Berlusconi al Pd: "Pronto al dialogo sulle riforme"

Dalla Rassegna stampa

 

Metamorfosi nel Cavaliere che ancora pochi giorni fa, non appena si parlava di riforme, attaccava con gli sbadigli perché a lui piacciono le cose spicce, qui invece si pontifica da decenni senza costrutto... Di colpo la sua noia è svanita. A Berlusconi si sono illuminate le lampadine. «Abbiamo il dovere di fare le riforme», è il discorso della svolta alla Direzione Pdl, «ora o mai più.
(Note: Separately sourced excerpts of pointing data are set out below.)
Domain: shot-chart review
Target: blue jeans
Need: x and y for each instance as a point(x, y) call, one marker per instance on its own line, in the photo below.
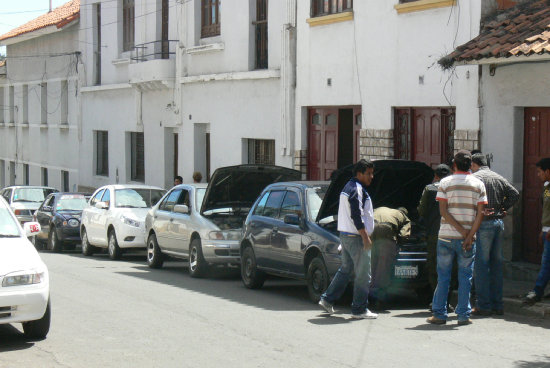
point(488, 265)
point(354, 257)
point(446, 251)
point(544, 273)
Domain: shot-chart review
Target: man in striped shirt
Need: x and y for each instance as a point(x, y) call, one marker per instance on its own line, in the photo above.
point(462, 199)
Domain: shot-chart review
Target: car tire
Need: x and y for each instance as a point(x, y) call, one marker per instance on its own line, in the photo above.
point(155, 258)
point(317, 278)
point(54, 244)
point(38, 329)
point(251, 276)
point(197, 263)
point(113, 249)
point(87, 248)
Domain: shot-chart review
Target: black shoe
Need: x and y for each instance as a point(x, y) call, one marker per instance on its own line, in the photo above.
point(531, 298)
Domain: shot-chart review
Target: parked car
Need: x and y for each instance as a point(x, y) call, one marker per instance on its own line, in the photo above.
point(59, 218)
point(24, 279)
point(203, 223)
point(115, 218)
point(291, 230)
point(24, 200)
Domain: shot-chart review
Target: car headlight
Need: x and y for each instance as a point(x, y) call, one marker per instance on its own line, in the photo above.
point(20, 278)
point(225, 235)
point(131, 222)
Gli elettori ci hanno dato questa responsabilità, visto che con la conquista della Conferenza Stato-Regioni governiamo la maggioranza degli italiani. Sono pronto a incontrare il leader dell’opposizione in uno spirito di totale apertura». Ciò che al premier risultava ostico, incomprensibile, sofismi da giuristi, adesso diventa addirittura un cavallo di battaglia. Come mai questo rovesciamento?
La prima spiegazione riporta alla cena dell’altra sera con Bossi. Li Berlusconi s’è reso conto che il Carroccio ci tiene davvero, vuole coinvolgere il Pd sulle riforme. L’impresa è ardua, magari impossibile, ma il Cavaliere non ha nulla in contrario che la Lega si cimenti: male che vada sarà una valvola di sfogo, un mulino a vento in grado di tenerla impegnata per qualche mese mentre Tremonti cercherà i soldi per attuare il federalismo fiscale e lui, Silvio, manderà avanti le sue urgenze sulla giustizia (riunione ieri mattina con il ministro Alfano per fare il punto) che non prevedono subordinazione dei pm al governo, precisa. Se poi il Carroccio dovesse farcela, agganciando l’opposizione sul suo progetto comprensivo di federalismo e semi-presidenzialismo alla francese, nessuno sarebbe più lieto di Berlusconi. Il quale, ecco l’altra spiegazione, avrebbe la chance di concludere la sua parabola sul Colle, e da lassù decidere chi sarà il successore. Guarda caso, spiazzando i notabili del suo partito, Berlusconi ha espresso ieri la netta preferenza per un Capo dello Stato eletto dal popolo, «il semipresidenzialismo è il modello più opportuno» ha detto, salvo controproposte di Bersani si capisce.
E’ il massimo della copertura politica alla Lega e in modo particolare a Calderoli. Che ha messo nero su bianco le proposte del Carroccio in una bozza destinata a soppiantare quella di Violante. E questa «prima bozza» (tale la considera il premier) è stata consegnata da Calderoli brevi manu al Presidente della Repubblica: un po’ per metterlo al corrente, un po’ per coinvolgerlo nella grande trama, vista e considerata la «moral suasion» che Napolitano può esercitare a sinistra.
Non induca in errore la smentita del Cavaliere di fronte ai suoi gerarchi, che lui non ne sapeva nulla, che la visita al Quirinale è solo una pensata autonoma di Calderoli. Siamo al gioco delle parti. E’ chiaro che il ministro della Lega ha ottenuto piena libertà di manovra con un solo vincolo: la legge elettorale non si tocca. Almeno per ora.
Semi-presidenzialismo, dialogo, mano tesa... Le distanze con Fini si annullano, il chiarimento tra i due slitta alla prossima settimana, ieri nemmeno si sono sentiti. Sciolto il nodo Galan: sarà ministro delle Politiche agricole al posto di Zaia, neo-governatore in Veneto. Ultimatum di Berlusconi a Casini: ritorni all’ovile, dove sarà ben accolto. Altrimenti si attenda una riforma della «par condicio» tivù, che cancellerà dal video tutti i partiti minori, cominciando proprio dall’Udc.